Meeting with the Roma Community in Kósice and with young people

There were very moving events in the Eastern Slovak city Kósice. Instead of visiting the impressive gothic Cathedral of Kósice, the Pope visited the prefab district Lunik IX – where during the seventies the communist state had settled Roma – approximately 6000 of them live there today- under extreme poor conditions, often  without water, electricity and heating. Since 2008 they are actively supported by the catholic Order of the Salesians. The Roma people, being crowded in front of their windows, were enthusiastically greeting the Pope with banners “Papa Francesco. Benvenuto da Noi.” The Pope thanked all those who are engaged in the work of integration, and those who work with the “marginalized.”

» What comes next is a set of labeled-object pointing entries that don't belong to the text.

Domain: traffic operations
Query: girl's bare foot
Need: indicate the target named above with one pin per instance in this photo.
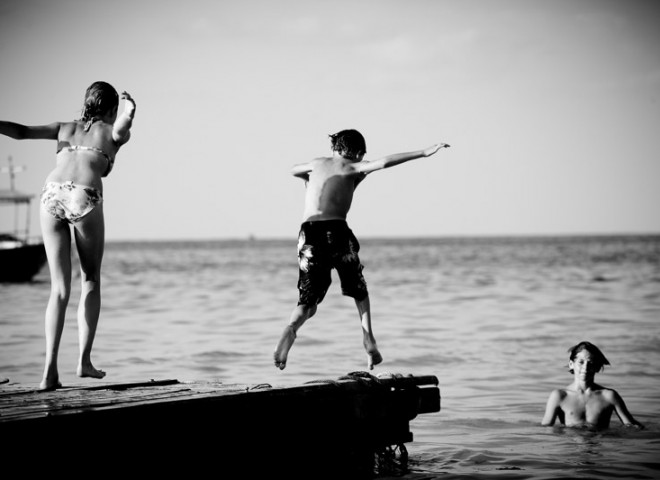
(283, 347)
(48, 385)
(373, 358)
(89, 371)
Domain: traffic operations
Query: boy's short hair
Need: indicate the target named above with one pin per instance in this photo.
(599, 359)
(350, 143)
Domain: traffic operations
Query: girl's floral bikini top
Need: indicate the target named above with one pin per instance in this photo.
(71, 148)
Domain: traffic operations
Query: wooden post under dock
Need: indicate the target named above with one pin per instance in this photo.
(353, 427)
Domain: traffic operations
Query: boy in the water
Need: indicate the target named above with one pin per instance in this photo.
(584, 402)
(325, 241)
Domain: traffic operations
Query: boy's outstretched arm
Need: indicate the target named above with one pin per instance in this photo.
(552, 409)
(23, 132)
(391, 160)
(622, 412)
(302, 170)
(121, 131)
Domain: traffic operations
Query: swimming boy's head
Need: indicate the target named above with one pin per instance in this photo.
(100, 98)
(349, 144)
(599, 360)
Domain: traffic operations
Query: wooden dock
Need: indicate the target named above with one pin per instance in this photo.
(353, 427)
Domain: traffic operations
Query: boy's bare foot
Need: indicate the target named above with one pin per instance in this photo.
(283, 347)
(90, 371)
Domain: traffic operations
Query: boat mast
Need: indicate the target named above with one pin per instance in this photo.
(12, 169)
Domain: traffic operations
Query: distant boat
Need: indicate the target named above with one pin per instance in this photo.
(21, 257)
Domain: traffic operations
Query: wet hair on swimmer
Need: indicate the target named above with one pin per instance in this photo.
(100, 98)
(599, 359)
(349, 143)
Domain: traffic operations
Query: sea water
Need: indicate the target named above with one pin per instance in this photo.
(491, 318)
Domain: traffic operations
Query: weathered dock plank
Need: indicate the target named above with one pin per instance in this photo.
(320, 429)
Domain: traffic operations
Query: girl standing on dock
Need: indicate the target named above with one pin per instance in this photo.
(73, 197)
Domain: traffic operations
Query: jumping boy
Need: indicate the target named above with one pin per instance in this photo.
(325, 241)
(584, 402)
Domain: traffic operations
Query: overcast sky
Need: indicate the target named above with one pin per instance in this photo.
(551, 109)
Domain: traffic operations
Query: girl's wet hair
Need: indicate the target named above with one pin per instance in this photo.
(100, 98)
(599, 359)
(350, 143)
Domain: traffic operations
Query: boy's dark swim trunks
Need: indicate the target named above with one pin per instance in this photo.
(322, 246)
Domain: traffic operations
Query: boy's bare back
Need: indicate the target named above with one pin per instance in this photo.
(330, 187)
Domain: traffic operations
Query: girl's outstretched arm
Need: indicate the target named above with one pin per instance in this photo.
(24, 132)
(121, 131)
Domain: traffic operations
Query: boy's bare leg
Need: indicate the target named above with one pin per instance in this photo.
(369, 341)
(299, 315)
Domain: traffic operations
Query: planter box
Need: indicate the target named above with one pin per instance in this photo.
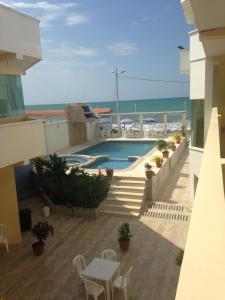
(154, 185)
(89, 213)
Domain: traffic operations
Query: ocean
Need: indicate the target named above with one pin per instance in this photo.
(142, 105)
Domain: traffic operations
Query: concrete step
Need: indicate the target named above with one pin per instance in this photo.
(113, 199)
(128, 189)
(126, 194)
(120, 213)
(121, 207)
(140, 179)
(128, 183)
(169, 207)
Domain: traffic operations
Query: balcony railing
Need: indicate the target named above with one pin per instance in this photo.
(202, 272)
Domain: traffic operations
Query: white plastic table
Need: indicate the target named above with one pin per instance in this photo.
(101, 269)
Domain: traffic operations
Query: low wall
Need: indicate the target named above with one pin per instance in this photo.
(154, 185)
(57, 136)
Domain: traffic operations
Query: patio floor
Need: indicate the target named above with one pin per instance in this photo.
(153, 250)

In the late afternoon there was a meeting with the young people from Slovakia, in the Lokomotiva Stadium (Kósice) which turned into a passionate dialogue between the Pope and some representatives of the Youth. Some of them wanted to know what the essence of love nowadays is. The Pope emphasized  that love should not be “trivialized”, that it is not part of “today’s throwaway culture” but that “today, being really original and revolutionary means rebelling against the culture of the ephemeral, going beyond shallow instincts and momentary pleasures, and choosing to love with every fibre of your being, for the rest of your life…” They should dream of creating a family, having children and raising them well, spending the in sharing everything with another person.” He underlined that “none of us is ‘standard issue’; instead, we are unique, free and alive, called to make bold and firm decisions to accept the marvelous risk of loving.”

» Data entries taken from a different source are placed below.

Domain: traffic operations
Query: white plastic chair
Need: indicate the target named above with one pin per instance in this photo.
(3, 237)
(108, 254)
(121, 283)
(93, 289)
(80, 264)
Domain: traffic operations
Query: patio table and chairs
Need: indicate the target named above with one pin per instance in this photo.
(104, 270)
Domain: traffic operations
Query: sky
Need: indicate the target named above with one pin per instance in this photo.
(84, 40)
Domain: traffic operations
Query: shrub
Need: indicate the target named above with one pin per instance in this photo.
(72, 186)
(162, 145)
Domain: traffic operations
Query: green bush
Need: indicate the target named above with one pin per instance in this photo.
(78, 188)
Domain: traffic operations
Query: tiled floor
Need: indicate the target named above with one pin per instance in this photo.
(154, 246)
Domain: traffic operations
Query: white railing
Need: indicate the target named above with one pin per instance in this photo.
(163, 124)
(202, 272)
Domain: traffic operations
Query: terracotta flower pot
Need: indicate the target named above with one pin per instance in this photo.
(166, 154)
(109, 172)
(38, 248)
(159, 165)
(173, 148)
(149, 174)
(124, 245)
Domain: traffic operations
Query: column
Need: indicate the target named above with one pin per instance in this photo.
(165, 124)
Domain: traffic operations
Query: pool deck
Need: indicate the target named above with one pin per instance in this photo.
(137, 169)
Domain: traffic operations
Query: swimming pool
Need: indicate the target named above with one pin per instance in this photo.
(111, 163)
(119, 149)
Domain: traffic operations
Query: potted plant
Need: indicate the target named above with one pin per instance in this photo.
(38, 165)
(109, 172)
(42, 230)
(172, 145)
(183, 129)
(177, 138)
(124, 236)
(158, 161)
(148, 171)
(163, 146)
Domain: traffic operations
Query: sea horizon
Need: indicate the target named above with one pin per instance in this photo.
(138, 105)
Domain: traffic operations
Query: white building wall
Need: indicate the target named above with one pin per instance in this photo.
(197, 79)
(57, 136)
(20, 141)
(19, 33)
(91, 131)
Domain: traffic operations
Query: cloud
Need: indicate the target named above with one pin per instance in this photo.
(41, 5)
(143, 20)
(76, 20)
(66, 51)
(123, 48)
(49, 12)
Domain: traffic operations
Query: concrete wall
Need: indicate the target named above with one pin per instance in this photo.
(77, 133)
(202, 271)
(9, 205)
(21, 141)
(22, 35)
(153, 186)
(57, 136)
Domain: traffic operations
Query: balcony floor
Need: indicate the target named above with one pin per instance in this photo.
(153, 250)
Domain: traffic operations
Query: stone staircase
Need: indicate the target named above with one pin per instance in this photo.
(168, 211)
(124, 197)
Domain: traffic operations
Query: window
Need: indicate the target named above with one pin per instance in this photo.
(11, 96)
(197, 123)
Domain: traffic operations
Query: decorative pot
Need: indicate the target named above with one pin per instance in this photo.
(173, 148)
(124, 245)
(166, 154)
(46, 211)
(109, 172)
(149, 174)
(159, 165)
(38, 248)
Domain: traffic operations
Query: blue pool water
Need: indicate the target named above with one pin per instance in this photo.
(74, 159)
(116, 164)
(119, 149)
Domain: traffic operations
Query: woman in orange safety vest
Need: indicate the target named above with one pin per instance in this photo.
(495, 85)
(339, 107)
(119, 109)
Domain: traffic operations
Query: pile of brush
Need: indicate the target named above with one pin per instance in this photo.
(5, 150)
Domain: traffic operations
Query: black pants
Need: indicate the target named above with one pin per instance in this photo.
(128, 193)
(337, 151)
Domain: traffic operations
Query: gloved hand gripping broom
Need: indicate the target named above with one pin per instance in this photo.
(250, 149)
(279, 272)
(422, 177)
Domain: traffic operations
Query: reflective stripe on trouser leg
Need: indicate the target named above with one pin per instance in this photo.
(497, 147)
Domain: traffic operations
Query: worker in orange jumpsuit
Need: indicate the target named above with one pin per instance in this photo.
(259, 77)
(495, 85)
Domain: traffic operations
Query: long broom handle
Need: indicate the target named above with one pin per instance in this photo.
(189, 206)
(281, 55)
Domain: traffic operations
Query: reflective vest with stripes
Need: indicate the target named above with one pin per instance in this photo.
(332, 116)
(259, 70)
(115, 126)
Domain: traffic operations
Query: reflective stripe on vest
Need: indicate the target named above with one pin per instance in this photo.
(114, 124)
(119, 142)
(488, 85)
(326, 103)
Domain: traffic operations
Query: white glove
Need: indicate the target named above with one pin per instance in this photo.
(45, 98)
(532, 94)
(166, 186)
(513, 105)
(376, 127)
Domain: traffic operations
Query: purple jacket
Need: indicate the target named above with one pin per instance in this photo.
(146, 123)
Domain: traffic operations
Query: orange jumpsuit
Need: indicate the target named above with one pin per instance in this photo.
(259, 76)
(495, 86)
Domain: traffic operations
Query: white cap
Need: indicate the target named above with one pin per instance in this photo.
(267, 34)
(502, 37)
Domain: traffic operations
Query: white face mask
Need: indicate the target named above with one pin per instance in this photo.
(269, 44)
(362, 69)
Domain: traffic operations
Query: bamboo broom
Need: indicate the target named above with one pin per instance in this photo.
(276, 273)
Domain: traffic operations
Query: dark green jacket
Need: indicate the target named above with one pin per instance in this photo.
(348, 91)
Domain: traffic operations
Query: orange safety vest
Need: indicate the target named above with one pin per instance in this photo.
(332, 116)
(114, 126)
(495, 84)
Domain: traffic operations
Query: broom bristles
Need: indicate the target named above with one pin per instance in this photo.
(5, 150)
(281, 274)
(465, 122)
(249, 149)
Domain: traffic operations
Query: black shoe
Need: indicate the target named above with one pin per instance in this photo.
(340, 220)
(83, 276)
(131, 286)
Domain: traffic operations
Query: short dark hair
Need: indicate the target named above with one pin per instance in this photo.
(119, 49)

He further gave them the advice, which throughout the trip was used by him like a red thread, to be conscious of their “roots”. “What are your roots? Surely, they are your parents and especially your grand- parents… They prepared the soil in which you have grown. Cultivate your roots, visit your grandparents, it will do you good. Ask them questions, take time to listen to their stories. Today there is the danger of growing up rootless, because we feel we always have to be on the go, to do everything in a hurry. (…) Bombarded by virtual messages we risk losing our real roots. To grow disconnected from life, or to fantasize in a void, is not a good thing; it is a temptation from the evil one.” He underlined that the young should be firmly grounded, but always open to others. He strongly advised the young people not to be “dismayed” or yield to those who will tell you that nothing will ever change. “Once you start believing that, you will soon yield to pessimism. Pessimism makes us sick with bitterness, it ages us from within, and your youth will quickly grow old.”  He ended his apostolic trip with a mass at the Esplanade of the National Shrine (Ŝaŝtin), the Madonna of Sorrows, which as he underlined, is a “model of faith” for the Slovak people: “a faith that involves journeying, inspired by simple and sincere devotion.”